Marciano Monteiro destaca a importância de colmatar os desafios enfrentados pelas pessoas com deficiência em Cabo Verde. É imperativo que as políticas sejam inovadoras, desde cotas no mercado de trabalho até adaptações adequadas nas instituições de ensino e empresas empregadoras. Este responsável defende que a verdadeira inclusão exige não apenas reconhecimento legal, mas acção concreta para garantir oportunidades iguais para todos, independentemente das habilidades ou limitações físicas.

Mercado de trabalho

Quanto ao mercado de trabalho, este responsável destacou a importância da acessibilidade em todos os aspectos, desde rampas de acesso até adaptações nos equipamentos de trabalho.

Marciano Monteiro ressalvou que adaptações como a instalação de softwares para auxiliar na escrita e leitura de documentos para deficientes visuais, são frequentemente percebidas como custosas pelas entidades empregadoras, apesar dos benefícios de ter pessoas com deficiência no mercado de trabalho.

“Eu já estive no mercado de trabalho, hoje actuo no voluntariado, mas posso dizer que a desinformação é geradora de preconceito. Diante da minha experiência, acredito que não há discriminação em termos de remuneração, pelo menos ao longo de sua carreira posso dizer que nunca fui descriminado a nivel salarial, em relação a outros colegas de profissão, como telefonista ou em serviço social.
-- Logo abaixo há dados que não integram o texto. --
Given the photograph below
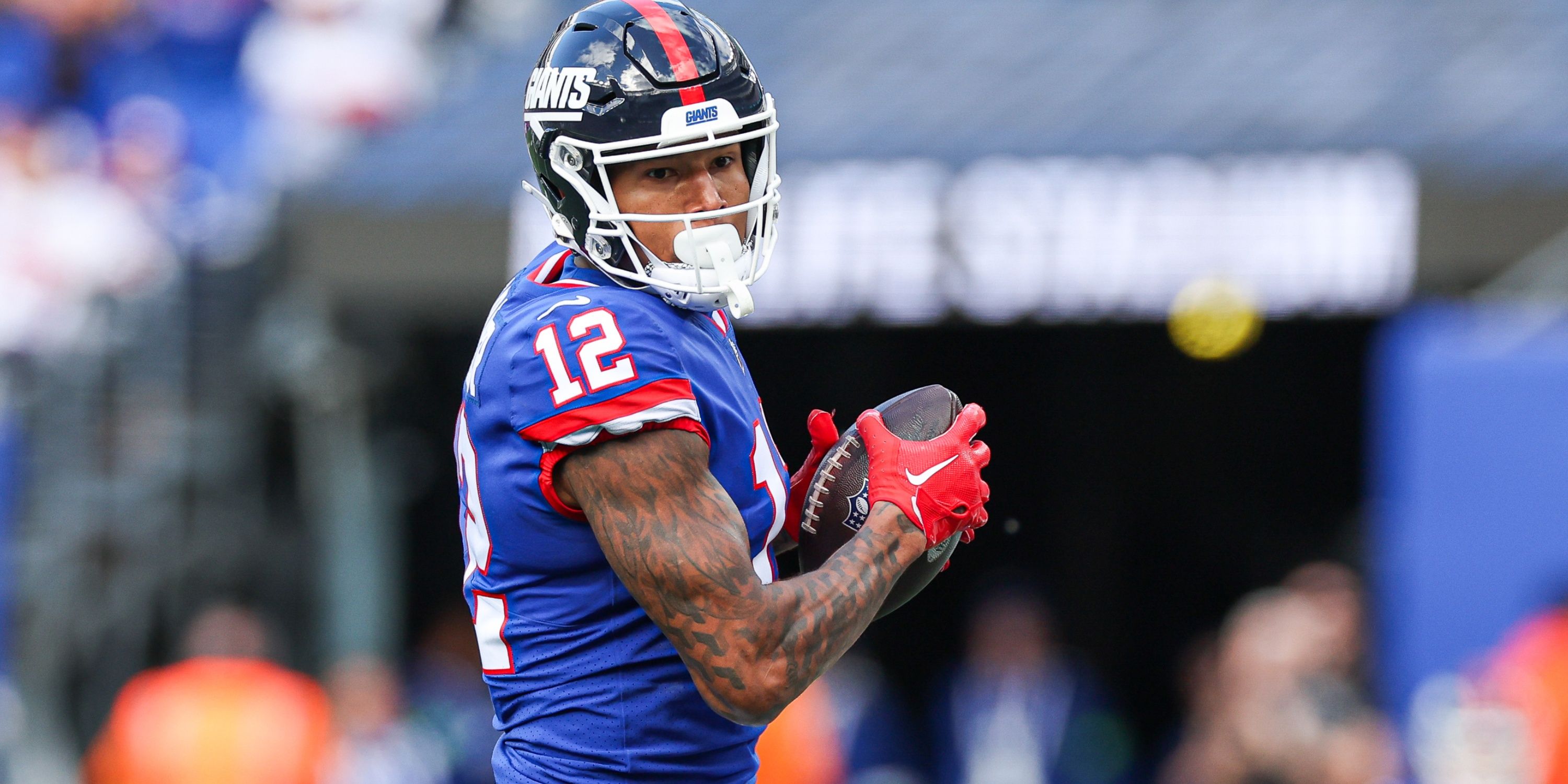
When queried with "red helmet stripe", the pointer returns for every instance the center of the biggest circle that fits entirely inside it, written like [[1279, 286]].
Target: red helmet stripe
[[675, 44]]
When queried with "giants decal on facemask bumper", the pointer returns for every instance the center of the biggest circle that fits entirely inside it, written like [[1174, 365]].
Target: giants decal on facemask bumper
[[557, 93], [697, 118]]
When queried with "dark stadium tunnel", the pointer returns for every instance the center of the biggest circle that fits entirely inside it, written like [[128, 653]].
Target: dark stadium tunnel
[[1150, 490]]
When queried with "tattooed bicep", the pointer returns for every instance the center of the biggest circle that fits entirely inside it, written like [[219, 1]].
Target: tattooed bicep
[[668, 529]]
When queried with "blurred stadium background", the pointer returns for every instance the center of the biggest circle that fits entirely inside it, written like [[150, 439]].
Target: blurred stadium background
[[1266, 302]]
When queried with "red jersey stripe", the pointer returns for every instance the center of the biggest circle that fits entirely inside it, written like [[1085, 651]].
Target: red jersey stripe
[[640, 399], [676, 48]]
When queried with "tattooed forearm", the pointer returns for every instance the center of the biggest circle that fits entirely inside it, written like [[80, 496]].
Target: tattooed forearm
[[678, 543]]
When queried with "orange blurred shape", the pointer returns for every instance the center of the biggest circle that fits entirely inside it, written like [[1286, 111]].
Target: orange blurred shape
[[1531, 673], [802, 745], [214, 722]]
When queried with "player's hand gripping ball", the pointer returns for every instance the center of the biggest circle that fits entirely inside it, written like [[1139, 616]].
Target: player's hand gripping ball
[[910, 435], [937, 483]]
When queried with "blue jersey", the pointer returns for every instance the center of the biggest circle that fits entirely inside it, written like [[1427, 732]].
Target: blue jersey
[[585, 686]]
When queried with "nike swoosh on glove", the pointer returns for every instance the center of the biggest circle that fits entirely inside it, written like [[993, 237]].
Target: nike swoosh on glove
[[937, 483], [824, 435]]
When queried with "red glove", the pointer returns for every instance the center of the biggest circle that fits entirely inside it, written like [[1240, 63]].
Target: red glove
[[937, 483], [824, 435]]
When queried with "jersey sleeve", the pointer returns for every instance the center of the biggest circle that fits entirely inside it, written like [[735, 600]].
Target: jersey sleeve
[[596, 371]]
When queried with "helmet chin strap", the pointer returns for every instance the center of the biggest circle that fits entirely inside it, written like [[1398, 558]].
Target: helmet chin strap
[[717, 248]]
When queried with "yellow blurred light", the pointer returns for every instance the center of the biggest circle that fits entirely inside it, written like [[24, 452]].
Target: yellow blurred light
[[1214, 319]]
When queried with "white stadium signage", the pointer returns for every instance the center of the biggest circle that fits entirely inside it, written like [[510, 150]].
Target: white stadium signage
[[1078, 239]]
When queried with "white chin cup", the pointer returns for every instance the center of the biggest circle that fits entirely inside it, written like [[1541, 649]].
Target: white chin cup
[[711, 261]]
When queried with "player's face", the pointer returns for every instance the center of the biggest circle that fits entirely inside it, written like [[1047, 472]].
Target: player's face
[[700, 181]]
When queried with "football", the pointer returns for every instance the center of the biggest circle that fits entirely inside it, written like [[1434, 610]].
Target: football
[[836, 502]]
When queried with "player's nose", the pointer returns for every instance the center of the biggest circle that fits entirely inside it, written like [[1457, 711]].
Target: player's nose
[[705, 197]]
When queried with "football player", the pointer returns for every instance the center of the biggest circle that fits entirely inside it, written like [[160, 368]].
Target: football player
[[620, 488]]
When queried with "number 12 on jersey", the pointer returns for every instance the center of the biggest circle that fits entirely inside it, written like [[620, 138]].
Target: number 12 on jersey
[[590, 356]]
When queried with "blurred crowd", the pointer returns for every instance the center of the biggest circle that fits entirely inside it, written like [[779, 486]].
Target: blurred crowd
[[1278, 695], [137, 135], [228, 714]]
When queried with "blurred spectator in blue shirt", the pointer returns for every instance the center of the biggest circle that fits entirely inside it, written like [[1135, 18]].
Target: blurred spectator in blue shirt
[[449, 697], [377, 744], [1018, 711]]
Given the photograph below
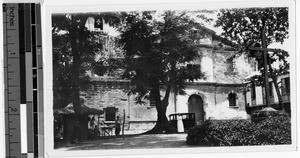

Acredito que o Governo precisa de mais fiscalização da lei, mesmo nas entidades públicas para se fazer cumprir os direitos de uma pessoa deficiente, que é um cidadão como qualquer outro”.

Por seu turno, o administrador do Centro Nacional Ortopédico de Reeducação Física de Cabo Verde (CENORF), Adalberto Afonso, destacou vários pontos sobre a inclusão de pessoas com deficiência no mercado de trabalho e enfatizou a importância de criar condições para que essas pessoas possam levar uma vida normal com oportunidades para o acesso ao emprego digno e remuneração coerente com as funções desempenhadas.

“Quanto ao mercado de trabalho, posso ressaltar a necessidade de uma adaptação universal nas instituições, uma vez que temos a lei de base que estabelece a cota de 5% para pessoas com deficiência serem contratadas pelas empresas e a mesma cota destinada nos concursos públicos, há uma necessidade urgente da legislação ser respeitada”.

O administrador do CENORF abordou a desinformação e a forma como a informação é transmitida, especialmente em concursos públicos para pessoas com deficiência visual, a falta de adaptação dos canais de transmissão das informações referentes a vagas é o primeiro impedimento para que os candidatos com limitações visuais possam concorrer.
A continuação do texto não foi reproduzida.